After toiling in the field for 153 overs, Sri Lanka's batsmen were forced to pad up and try to survive the last hour of the day to keep alive the tourists' faint hopes of saving the two-match series. Those odds became longer when Dimuth Karunaratne (0) fell in the first over of the innings and Danushka Gunathilaka (4) five balls later.
At stumps, Sri Lanka was 26-2 with Chandimal 14 not out and Mendis 6. In Sri Lanka's favor, it still has in hand Angelo Mathes, its best batsman in this series with scores of 83, 121 not out and 33 not out.
Mathews put on an unbroken 274 with Mendis to save the first Test which was drawn.
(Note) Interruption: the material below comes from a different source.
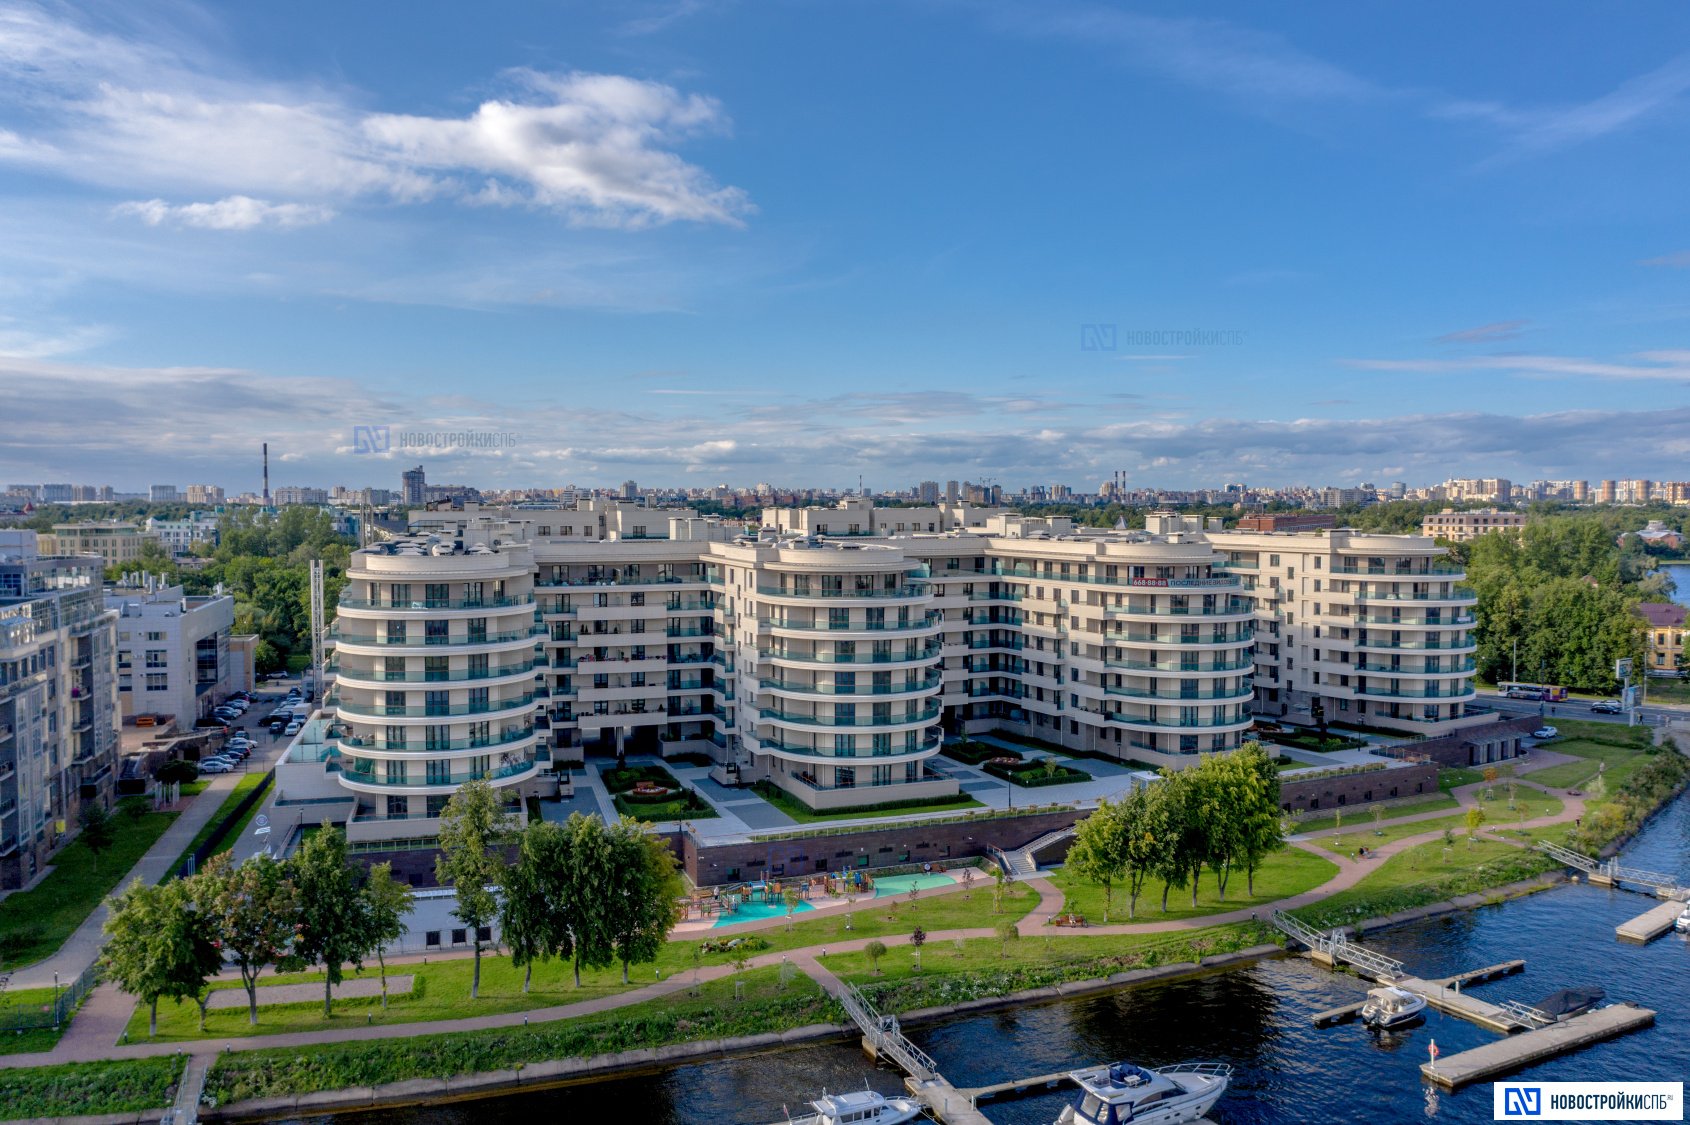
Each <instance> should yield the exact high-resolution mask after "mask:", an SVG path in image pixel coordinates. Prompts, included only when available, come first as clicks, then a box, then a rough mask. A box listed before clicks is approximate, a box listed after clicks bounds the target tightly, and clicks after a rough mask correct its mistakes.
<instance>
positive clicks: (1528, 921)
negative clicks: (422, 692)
mask: <svg viewBox="0 0 1690 1125" xmlns="http://www.w3.org/2000/svg"><path fill="white" fill-rule="evenodd" d="M1685 590H1690V581H1687V584H1685ZM1626 860H1627V863H1631V865H1634V867H1641V868H1651V870H1668V872H1676V873H1678V877H1680V880H1682V882H1690V797H1683V799H1680V801H1676V802H1675V806H1673V807H1670V809H1666V811H1663V813H1661V814H1660V816H1656V818H1655V819H1653V821H1651V823H1649V824H1648V828H1646V829H1644V831H1643V833H1641V834H1639V836H1638V840H1636V841H1633V845H1631V846H1629V848H1627V850H1626ZM1649 905H1653V900H1651V899H1646V897H1643V895H1638V894H1629V892H1621V890H1604V889H1599V887H1585V885H1570V887H1560V889H1556V890H1550V892H1545V894H1538V895H1531V897H1526V899H1518V900H1513V902H1506V904H1501V905H1496V907H1484V909H1479V910H1470V912H1464V914H1452V916H1445V917H1440V919H1430V921H1426V922H1418V924H1413V926H1403V927H1398V929H1391V931H1384V932H1379V934H1374V936H1371V938H1369V939H1367V944H1369V946H1372V948H1376V949H1381V951H1382V953H1387V954H1391V956H1396V958H1401V959H1403V961H1406V963H1408V968H1409V970H1411V971H1415V973H1418V975H1423V976H1438V975H1448V973H1455V971H1458V970H1467V968H1479V966H1484V965H1492V963H1497V961H1507V959H1513V958H1524V959H1526V971H1524V973H1523V975H1518V976H1509V978H1504V980H1499V981H1494V983H1489V985H1480V986H1479V988H1480V992H1482V995H1484V997H1486V998H1487V1000H1523V1002H1526V1003H1531V1002H1535V1000H1538V998H1540V997H1543V995H1545V993H1548V992H1553V990H1556V988H1565V986H1572V985H1600V986H1602V988H1606V990H1607V993H1609V998H1612V1000H1626V998H1629V1000H1638V1002H1641V1003H1644V1005H1646V1007H1653V1008H1656V1012H1660V1017H1658V1022H1656V1025H1655V1027H1653V1029H1648V1030H1643V1032H1638V1034H1633V1035H1626V1037H1621V1039H1616V1041H1611V1042H1606V1044H1599V1046H1595V1047H1589V1049H1585V1051H1580V1052H1577V1054H1572V1056H1563V1057H1560V1059H1553V1061H1550V1063H1543V1064H1540V1066H1535V1068H1531V1069H1528V1071H1521V1074H1524V1076H1531V1078H1540V1079H1545V1081H1580V1079H1683V1078H1687V1076H1690V943H1687V941H1685V938H1683V936H1678V934H1668V936H1666V938H1663V939H1660V941H1656V943H1653V944H1649V946H1634V944H1624V943H1621V941H1619V939H1616V938H1614V926H1616V924H1617V922H1622V921H1626V919H1629V917H1633V916H1638V914H1643V912H1644V910H1646V909H1649ZM1362 993H1364V985H1362V983H1360V981H1357V980H1355V978H1347V976H1333V975H1332V973H1328V971H1325V970H1320V968H1315V966H1313V965H1310V963H1308V961H1305V959H1301V958H1276V959H1271V961H1262V963H1259V965H1252V966H1244V968H1237V970H1227V971H1217V973H1210V975H1205V976H1200V978H1190V980H1181V981H1171V983H1166V985H1151V986H1142V988H1132V990H1122V992H1117V993H1107V995H1095V997H1087V998H1077V1000H1066V1002H1060V1003H1044V1005H1029V1007H1021V1008H1012V1010H1004V1012H994V1014H987V1015H968V1017H958V1019H948V1020H940V1022H935V1024H926V1025H919V1027H913V1029H909V1034H911V1037H913V1039H914V1041H916V1042H918V1044H921V1046H923V1047H926V1049H928V1051H929V1052H931V1054H933V1057H935V1059H936V1061H938V1064H940V1069H941V1071H943V1073H945V1074H946V1076H948V1078H950V1079H951V1081H953V1083H957V1084H958V1086H979V1084H985V1083H990V1081H1000V1079H1007V1078H1016V1076H1026V1074H1038V1073H1046V1071H1058V1069H1066V1068H1078V1066H1085V1064H1092V1063H1107V1061H1115V1059H1132V1061H1136V1063H1141V1064H1149V1066H1156V1064H1164V1063H1176V1061H1183V1059H1220V1061H1227V1063H1230V1064H1232V1066H1234V1068H1235V1069H1234V1079H1232V1086H1230V1088H1229V1091H1227V1095H1225V1098H1222V1101H1220V1103H1218V1105H1217V1106H1215V1110H1213V1113H1212V1118H1213V1120H1215V1122H1217V1123H1220V1125H1246V1123H1249V1125H1257V1123H1261V1125H1268V1123H1281V1122H1283V1123H1286V1125H1291V1123H1305V1122H1413V1120H1426V1118H1428V1117H1433V1118H1437V1120H1440V1122H1489V1120H1492V1113H1491V1086H1489V1083H1480V1084H1475V1086H1472V1088H1469V1090H1465V1091H1462V1093H1457V1095H1443V1093H1437V1095H1433V1093H1430V1088H1428V1086H1426V1084H1425V1083H1423V1081H1421V1078H1420V1069H1418V1068H1420V1064H1421V1063H1423V1061H1425V1059H1426V1044H1428V1042H1430V1041H1431V1039H1437V1042H1438V1047H1440V1051H1442V1052H1443V1054H1445V1056H1448V1054H1453V1052H1457V1051H1464V1049H1467V1047H1474V1046H1479V1044H1482V1042H1486V1041H1489V1039H1491V1034H1489V1032H1486V1030H1480V1029H1479V1027H1474V1025H1472V1024H1467V1022H1465V1020H1458V1019H1452V1017H1447V1015H1438V1014H1428V1020H1426V1024H1425V1025H1423V1027H1415V1029H1408V1030H1404V1032H1401V1034H1374V1032H1369V1030H1367V1029H1364V1027H1360V1025H1357V1024H1350V1025H1344V1027H1332V1029H1325V1030H1318V1029H1315V1027H1311V1025H1310V1015H1311V1014H1313V1012H1320V1010H1325V1008H1332V1007H1337V1005H1340V1003H1345V1002H1350V1000H1357V998H1360V997H1362ZM864 1081H869V1083H872V1084H874V1086H875V1088H877V1090H882V1091H887V1093H892V1091H897V1090H901V1078H899V1076H897V1074H896V1073H892V1071H874V1069H870V1068H869V1066H867V1063H865V1059H864V1056H862V1052H860V1051H859V1049H857V1047H855V1046H853V1044H820V1046H808V1047H803V1049H794V1051H784V1052H776V1054H759V1056H752V1057H744V1059H732V1061H718V1063H705V1064H695V1066H678V1068H674V1069H669V1071H664V1073H659V1074H647V1076H639V1078H629V1079H615V1081H605V1083H595V1084H588V1086H573V1088H564V1090H554V1091H542V1093H531V1095H514V1096H504V1098H493V1100H483V1101H463V1103H451V1105H439V1106H428V1108H406V1110H390V1111H380V1113H360V1115H343V1117H338V1118H316V1120H318V1122H323V1123H324V1125H326V1123H328V1122H330V1120H333V1122H335V1123H336V1125H480V1123H482V1122H487V1120H521V1118H524V1117H526V1115H529V1113H532V1115H536V1118H539V1120H558V1118H563V1120H576V1122H639V1123H641V1125H671V1123H673V1125H717V1123H745V1122H779V1120H782V1117H784V1113H782V1106H789V1108H791V1110H794V1111H798V1108H799V1106H801V1103H803V1101H806V1100H808V1098H811V1096H815V1095H816V1093H820V1090H821V1088H828V1090H843V1088H860V1086H862V1084H864ZM1065 1101H1066V1095H1046V1096H1041V1098H1028V1100H1022V1101H1006V1103H999V1105H992V1106H987V1115H989V1117H990V1118H992V1122H995V1123H1000V1125H1034V1123H1048V1122H1053V1120H1055V1118H1056V1113H1058V1111H1060V1110H1061V1106H1063V1103H1065Z"/></svg>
But New Zealand will go into the fourth day in a position of overwhelming strength, thanks to Latham and Nicholls, who put on 214 for the fourth wicket and scored similar centuries on their shared home ground at Hagley Park.
Latham achieved his eighth Test century and in his second in consecutive Tests while Nicholls made his fourth and his highest score, beating his previous best of 145.
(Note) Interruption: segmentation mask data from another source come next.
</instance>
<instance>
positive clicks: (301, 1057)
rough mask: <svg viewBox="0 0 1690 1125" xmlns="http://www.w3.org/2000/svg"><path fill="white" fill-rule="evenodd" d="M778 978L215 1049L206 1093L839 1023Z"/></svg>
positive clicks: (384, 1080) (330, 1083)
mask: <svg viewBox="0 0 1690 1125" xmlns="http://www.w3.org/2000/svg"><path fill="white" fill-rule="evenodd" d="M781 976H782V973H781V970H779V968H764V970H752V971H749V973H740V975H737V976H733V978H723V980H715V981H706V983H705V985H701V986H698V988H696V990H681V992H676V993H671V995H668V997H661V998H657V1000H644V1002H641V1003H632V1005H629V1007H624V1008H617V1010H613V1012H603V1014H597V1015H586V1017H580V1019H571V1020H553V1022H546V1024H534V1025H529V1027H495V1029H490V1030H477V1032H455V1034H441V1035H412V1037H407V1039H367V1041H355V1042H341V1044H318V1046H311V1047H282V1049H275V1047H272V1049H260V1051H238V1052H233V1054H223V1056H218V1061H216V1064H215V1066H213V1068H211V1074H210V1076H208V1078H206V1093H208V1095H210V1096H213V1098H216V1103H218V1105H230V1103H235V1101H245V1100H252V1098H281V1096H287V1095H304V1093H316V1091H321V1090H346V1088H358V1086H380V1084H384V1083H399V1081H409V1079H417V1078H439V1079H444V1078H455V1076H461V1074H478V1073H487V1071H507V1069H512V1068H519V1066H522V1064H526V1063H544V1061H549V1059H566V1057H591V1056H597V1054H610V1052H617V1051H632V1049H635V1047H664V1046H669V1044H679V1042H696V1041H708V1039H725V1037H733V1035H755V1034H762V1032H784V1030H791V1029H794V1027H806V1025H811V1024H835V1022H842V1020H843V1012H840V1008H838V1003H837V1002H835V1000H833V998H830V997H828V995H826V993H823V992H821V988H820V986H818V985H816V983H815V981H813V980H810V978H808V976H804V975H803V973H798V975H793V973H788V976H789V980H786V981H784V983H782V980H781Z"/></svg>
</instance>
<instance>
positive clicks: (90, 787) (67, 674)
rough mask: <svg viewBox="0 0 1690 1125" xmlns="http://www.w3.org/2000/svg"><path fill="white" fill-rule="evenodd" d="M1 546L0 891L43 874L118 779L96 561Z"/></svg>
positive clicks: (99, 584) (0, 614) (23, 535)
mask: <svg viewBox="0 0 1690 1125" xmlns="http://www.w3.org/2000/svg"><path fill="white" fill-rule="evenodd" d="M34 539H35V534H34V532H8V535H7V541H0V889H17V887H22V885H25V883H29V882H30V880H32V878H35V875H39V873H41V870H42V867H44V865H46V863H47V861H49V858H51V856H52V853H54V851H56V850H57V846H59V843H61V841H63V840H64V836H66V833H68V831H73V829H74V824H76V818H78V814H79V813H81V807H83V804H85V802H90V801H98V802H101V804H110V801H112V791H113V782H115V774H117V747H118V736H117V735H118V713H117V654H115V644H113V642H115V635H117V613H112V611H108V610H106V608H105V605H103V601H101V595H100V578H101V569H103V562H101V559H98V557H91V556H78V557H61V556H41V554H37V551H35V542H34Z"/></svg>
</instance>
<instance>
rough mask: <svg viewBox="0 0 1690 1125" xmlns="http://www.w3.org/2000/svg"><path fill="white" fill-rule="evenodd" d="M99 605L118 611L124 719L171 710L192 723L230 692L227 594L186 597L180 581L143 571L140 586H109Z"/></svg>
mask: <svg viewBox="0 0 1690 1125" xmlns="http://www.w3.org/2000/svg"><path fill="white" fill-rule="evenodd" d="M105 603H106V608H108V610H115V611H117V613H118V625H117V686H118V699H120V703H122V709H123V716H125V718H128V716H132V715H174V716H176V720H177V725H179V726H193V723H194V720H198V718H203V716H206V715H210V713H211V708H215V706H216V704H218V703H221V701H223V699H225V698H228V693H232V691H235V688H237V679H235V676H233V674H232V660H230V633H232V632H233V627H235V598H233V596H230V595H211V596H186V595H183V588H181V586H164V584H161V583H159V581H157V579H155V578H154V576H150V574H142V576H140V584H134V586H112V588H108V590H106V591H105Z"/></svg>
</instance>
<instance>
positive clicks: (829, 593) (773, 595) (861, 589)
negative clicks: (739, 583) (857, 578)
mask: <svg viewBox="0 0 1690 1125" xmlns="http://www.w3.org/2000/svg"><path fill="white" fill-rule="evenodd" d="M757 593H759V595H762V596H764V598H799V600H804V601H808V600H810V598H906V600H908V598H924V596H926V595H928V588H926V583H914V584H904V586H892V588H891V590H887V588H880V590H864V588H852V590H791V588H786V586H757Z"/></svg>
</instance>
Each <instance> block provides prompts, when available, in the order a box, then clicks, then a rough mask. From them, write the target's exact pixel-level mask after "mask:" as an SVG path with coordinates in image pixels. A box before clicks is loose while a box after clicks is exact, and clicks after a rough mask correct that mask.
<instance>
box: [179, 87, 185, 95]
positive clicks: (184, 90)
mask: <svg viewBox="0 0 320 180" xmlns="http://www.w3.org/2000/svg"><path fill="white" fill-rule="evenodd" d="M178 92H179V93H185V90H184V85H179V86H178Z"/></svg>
De Grandhomme came in when Latham was out, caught down the leg side by wicketkeeper Niroshan Dickwella from the last ball before tea, and blasted a half century from 28 balls, beating the record of his current teammate Tim Southee (29 balls) for the fastest Test 50 by a New Zealander.
He hastened the declaration which came at 5.05 p.m. and asked Sri Lanka to score an improbable 660 to win the match. Australia's successful chase for 418 against the West Indies in 2003 remains the best in Test history. Sri Lanka would also have to score the second-highest fourth-innings total in Tests to win the match and series.
"In this game of cricket I guess you have more disappointing days than successful ones so it's nice to enjoy the good days," Latham said. "The biggest thing for me coming into this Test match was to try and park what happened in Wellington and start again."
Latham personally ensured New Zealand's control of the match as he built its second innings in partnerships of 121 for the first wicket with Jeet Raval (74), 68 for the second with Kane Williamson (48) and 58 for the third with Taylor.
Latham reached his century from 267 balls as his father Rod, also a New Zealand opening batsman looked on. Nicholls reached his from 171 balls, saluted by family and friends.